BL-2025-000785 - [2025] EWHC 2470 (Ch)
Chancery Division of the High Court

BL-2025-000785 - [2025] EWHC 2470 (Ch)

Fecha: 30-Sep-2025

G. Exorbitant nature of the Receivership Order

G.Exorbitant nature of the Receivership Order

19.

As I shall come to describe, for the reasons given in the Mann J Judgment, Mann J declined to recognise the Receivership Order. This is an important holding for the purposes of this Judgment, and for that reason it will be necessary is summarise below (hopefully at not too great a length) the terms of the Mann J Judgment in this regard. Of course, the Mann J Judgment stands and should be read in its own right, but a summary is nevertheless necessary and appropriate in this Judgment. Of course, nothing in this Judgment can or is intended to detract from anything said by Mann J in the Mann J Judgment.

20.

Mann J also observed that the Receivership Order – leaving on one side the question of recognition – was a remarkably wide one for any court to make:

i)

It would appear from the terms of the Receivership Order itself and from what Mr Protopapas had said that the Receivership Order has a “long-arm” effect, that is to say it can apply extra-territorially beyond the South Carolina territorial jurisdiction. Mann J observed (Mann J Judgment/[134]):

…The powers given to the receiver are apparently very long-arm and would be capable of being exercised worldwide, including this jurisdiction. He has not disavowed any intention so to use them. They are oppressive and have already been used to the disadvantage of CIHL. CIHL could seek to challenge them in South Carolina, but is, for very good reason, not willing to do acts which would, or might, amount to a submission to the jurisdiction when it laboured long and hard 35 years ago to demonstrate that it was not subject to it…

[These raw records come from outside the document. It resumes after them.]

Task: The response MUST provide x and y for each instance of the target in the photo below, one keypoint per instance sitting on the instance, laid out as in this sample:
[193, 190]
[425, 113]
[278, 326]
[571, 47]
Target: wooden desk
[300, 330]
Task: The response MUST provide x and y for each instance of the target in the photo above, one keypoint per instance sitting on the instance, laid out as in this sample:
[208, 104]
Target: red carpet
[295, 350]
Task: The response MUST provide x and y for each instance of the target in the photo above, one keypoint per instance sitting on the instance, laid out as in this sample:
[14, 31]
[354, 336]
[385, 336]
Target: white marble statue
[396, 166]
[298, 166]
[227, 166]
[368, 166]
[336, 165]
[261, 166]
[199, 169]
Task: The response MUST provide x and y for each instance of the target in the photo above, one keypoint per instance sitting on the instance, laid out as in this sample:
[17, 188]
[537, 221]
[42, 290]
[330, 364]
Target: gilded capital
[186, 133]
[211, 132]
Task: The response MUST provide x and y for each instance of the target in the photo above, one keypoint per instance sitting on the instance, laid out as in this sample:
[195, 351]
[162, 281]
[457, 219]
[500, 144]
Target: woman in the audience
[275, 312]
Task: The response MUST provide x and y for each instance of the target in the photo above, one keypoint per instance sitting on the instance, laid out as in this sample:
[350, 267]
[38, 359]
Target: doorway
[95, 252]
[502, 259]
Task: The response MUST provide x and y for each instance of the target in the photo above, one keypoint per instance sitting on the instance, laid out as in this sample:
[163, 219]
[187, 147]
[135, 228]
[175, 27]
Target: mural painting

Receivership orders generally without more do not have extraterritorial effect, as has been recognized in e.g. Re Whitaker Clark & Daniels Inc (a decision of the US Court of Appeals (Third Circuit)); Re Asbestos Corporation Ltd (a decision of the Superior Court in the Province of Quebec, Canada); and Masri v. Consolidated Contractors International (UK) Ltd (No 2) [2008] EWCA Civ 303 at [28] (Court of Appeal, England). The approach of most jurisdictions is that receiverships operate locally and where a receiver seeks to take steps in a foreign jurisdiction, (i) the receivership order must expressly so state and (ii) the receiver will have no power to act even so unless their title to act has been recognized by the foreign jurisdiction in question: see, e.g., Robinson and Walton, Kerr & Hunter on Receivership and Administration, 21st ed (2020), chapter 7.

ii)

Mann J expressed the view that Mr Protopapas, at least, was seeking to deploy the Receivership Order “with the object of marshalling assets in some sort of less than complete insolvency proceedings”: Mann J Judgment/[135]. If this is the way the Receivership Order is intended by Mr Protopapas to operate, then it runs contrary to generally accepted rules of corporate insolvency, which would indicate (i) an English jurisdiction (for CIHL is incorporated in England and this is where it has its centre of business) and (ii) that South Carolina is an inappropriate jurisdiction (because not only is CIHL not incorporated there, it does no business there either).